T. DWIGHT THACHER, Editor and Proprietor.

Sunday, Septmeber 4, 1864.

     The Bart Able went down yesterday morning, with a fair load.  The Effie Deans passed up yesterday, with six companies of the First U. S. Regulars.  They are destined for the Plains.

     Yesterday was a lively day among business men.  An unusual number of country people were in town.

     The heat, the dust and the dryness continues unabated, and the plaints of our baked and thirsty denizens are getting more loud and emphatic.

     Provost-Marshal General Fry decides that deserters from the rebel army are not object to enrollment or draft.

     Ross & Truett's stall at the Market House is always crowded -- and evidence that their meats are of the first quality.

     It is reported that Col.

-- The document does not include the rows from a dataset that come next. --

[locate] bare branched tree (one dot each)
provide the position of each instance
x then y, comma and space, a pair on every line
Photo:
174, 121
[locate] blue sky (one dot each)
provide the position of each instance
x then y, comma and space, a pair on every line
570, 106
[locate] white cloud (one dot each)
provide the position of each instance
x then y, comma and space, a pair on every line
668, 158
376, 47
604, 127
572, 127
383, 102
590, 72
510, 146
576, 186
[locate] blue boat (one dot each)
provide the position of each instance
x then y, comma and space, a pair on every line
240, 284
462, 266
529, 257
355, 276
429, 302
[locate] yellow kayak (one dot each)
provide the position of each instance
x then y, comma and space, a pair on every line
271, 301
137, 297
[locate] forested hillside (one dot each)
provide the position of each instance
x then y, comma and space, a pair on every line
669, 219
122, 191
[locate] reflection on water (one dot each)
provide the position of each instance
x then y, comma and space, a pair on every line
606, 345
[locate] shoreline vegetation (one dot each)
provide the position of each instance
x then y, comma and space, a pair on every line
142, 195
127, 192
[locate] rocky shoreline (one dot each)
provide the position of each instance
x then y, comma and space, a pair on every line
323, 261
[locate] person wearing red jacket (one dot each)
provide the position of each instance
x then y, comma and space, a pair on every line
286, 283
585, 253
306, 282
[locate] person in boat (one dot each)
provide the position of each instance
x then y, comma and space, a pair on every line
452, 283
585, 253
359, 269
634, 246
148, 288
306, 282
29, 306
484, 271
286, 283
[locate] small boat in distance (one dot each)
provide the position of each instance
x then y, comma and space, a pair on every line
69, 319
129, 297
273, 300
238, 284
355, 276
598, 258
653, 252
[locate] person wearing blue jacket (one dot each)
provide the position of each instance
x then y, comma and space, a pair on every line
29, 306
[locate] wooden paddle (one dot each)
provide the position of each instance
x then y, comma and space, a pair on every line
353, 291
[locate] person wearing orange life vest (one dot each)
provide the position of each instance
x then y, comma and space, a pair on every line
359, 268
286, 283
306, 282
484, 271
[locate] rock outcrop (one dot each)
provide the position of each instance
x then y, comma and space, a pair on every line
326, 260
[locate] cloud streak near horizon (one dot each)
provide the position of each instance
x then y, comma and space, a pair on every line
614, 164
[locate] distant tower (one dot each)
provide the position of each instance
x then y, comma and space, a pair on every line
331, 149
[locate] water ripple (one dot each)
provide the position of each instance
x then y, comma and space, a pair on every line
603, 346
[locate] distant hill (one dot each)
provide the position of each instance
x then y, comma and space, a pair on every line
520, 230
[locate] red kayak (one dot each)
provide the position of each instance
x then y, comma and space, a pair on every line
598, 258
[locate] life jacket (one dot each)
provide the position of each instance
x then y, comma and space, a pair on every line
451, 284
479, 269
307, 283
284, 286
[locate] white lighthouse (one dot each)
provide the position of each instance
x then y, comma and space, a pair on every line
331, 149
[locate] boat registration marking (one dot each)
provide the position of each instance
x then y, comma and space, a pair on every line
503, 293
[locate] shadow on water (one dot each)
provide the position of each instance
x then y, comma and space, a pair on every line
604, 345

John A. Martin, of the 8th Kansas, is confined in the officers' hospital at Lookout Mountain with intermittent fever and scurvy.

     Among the candidates who entered the Naval Academy as Midshipmen at the examinations from July 20 to 31st last was W. E. Delahay, from Kansas.

     SLEEPY. -- It is said that editors, reporters, printers and telegraph operators need not sleep at all.  Public opinion is averse to their being permitted to do so, and as this is a free country, they must act as public opinion requires.